CS595
Professional Ethics and Communication in Computer Science
Spring 2014


Participation

During class there will be one or more discussions led by students, as chosen at the beginning of the semester. If you are not leading discussion on a given day, you will be graded on your written analysis and your participation in the discussion. To get a good grade for participation, it is not necessary to talk in every discussion, as long as you contribute significantly to most discussions (with insightful questions, content, or argument/analysis). You will not be graded on how closely your position agrees with my own or with the author's. One great way of participating is by citing a current news story, personal experience, or recent technological development, and showing how it is related to the discussion. Asking good questions at the end of presentations or during discussion contributes to your class participation score as well.

I intend to grade participation using the following general rubric.

Meetings

A major part of this class is to prepare you to lead and participate effectively in meetings. To that end, you will be required to both participate in and lead meetings.

For each meeting, there will be a meeting leader assigned ahead of time. The meeting leader should distribute an agenda with the following items.

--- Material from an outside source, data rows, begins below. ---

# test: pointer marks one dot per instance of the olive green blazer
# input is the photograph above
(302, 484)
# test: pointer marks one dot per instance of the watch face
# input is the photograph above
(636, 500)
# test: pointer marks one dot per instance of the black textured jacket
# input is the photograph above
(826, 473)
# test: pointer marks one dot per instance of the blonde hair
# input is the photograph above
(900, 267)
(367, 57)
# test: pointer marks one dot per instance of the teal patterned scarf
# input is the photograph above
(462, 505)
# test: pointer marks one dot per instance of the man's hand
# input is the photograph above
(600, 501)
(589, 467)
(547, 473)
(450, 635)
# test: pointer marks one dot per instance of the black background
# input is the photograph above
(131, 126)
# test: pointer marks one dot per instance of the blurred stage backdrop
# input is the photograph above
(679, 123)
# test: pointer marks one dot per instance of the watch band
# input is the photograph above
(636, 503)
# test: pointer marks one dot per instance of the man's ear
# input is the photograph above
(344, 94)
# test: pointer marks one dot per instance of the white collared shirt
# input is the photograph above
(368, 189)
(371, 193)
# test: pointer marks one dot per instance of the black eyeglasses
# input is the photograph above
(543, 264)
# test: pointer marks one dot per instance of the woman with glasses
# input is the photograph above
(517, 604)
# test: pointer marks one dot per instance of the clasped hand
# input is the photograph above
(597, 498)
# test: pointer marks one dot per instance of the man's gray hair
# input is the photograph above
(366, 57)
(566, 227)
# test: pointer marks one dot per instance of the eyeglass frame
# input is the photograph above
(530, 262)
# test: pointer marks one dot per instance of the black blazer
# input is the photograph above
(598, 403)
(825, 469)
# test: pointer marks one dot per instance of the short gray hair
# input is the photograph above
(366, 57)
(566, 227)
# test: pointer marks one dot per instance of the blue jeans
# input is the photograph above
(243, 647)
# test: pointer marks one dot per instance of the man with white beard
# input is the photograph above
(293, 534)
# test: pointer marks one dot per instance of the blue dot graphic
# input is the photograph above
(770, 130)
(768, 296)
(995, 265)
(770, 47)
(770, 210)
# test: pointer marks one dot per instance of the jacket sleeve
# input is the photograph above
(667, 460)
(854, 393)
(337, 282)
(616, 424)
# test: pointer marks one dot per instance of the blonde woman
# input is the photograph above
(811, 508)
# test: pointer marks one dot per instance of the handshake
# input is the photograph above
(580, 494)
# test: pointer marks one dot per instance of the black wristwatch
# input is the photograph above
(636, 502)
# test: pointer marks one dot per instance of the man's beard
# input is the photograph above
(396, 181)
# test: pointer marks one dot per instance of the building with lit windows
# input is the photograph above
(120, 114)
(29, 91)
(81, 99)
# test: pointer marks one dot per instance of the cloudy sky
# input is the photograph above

Meeting leaders will be judged on how well they keep the meeting on topic and moving along. Examples of things to avoid are spending all of the time on a single topic, and allowing the conversation to drift to a completely unrelated topic.

Each meeting also includes an arbiter. The arbiter must make a decision about what course of action to take for each of the questions in the meeting. After class, within 3 days the arbiter must write an ethical analysis explaining and arguing in favor of the position he or she took on each issue discussed in the meeting.

Everyone else in the meeting is a meeting participant. Meeting participants are assigned "yes" or "no" ahead of time, and at the meeting, each meeting participant will argue in favor of his or her assigned position. Meeting participants will be judged on how well they articulate their arguments during the meeting.